Understanding Prompt To Prompt for Editing Images using Diffusion Models with the Source Code Part 1
I started doing research at my University on Diffusion models for doing dream booth/textual inversion without training(will share the results once I publish a paper!). And this paper by google came up a lot. So I thought this blog post will be a good opportunity for me to explain and understand how Prompt to Prompt by google works. The paper is “Prompt-to-Prompt Image Editing with Cross Attention Control”.
I’ll try explaining it in a way for the general audience will get it. I’ll also be looking at code from their official repo here
These are a class of models where you keep adding noise iteratively until we generate a nice image. This is what stable diffusion, Dalle, and so on are based on, and can generate beautiful images like those below just from text.
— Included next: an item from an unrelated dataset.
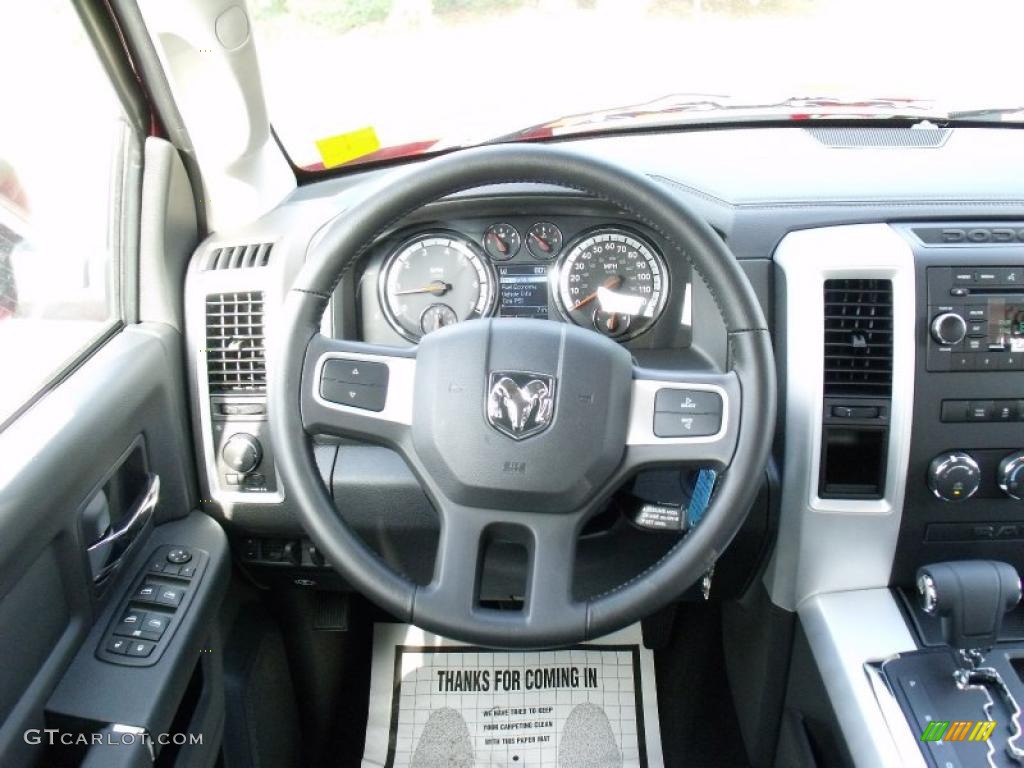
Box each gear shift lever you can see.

Feel free to check out this series if you are interested in the in-depth explanation of how these models work
In the previous approaches, the main way to edit images was by inpainting
The main idea for this approach is you cover up the region you want to edit in a mask, then you add input text saying what kind of edit you want, and finally, a result comes out.
While this is pretty decent, one idea the google team was given is that we have an image that we generated, can’t we just change the prompt we used to output a newly edited image?
Prompt to Prompt
When text works with the diffusion model, the way they are inputted into the diffusion model is by cross-attention. The main idea is when working with the transformers, which are models that pay attention to parts of the image and decide how much noise to add, we also keep reminding it of what text features we had.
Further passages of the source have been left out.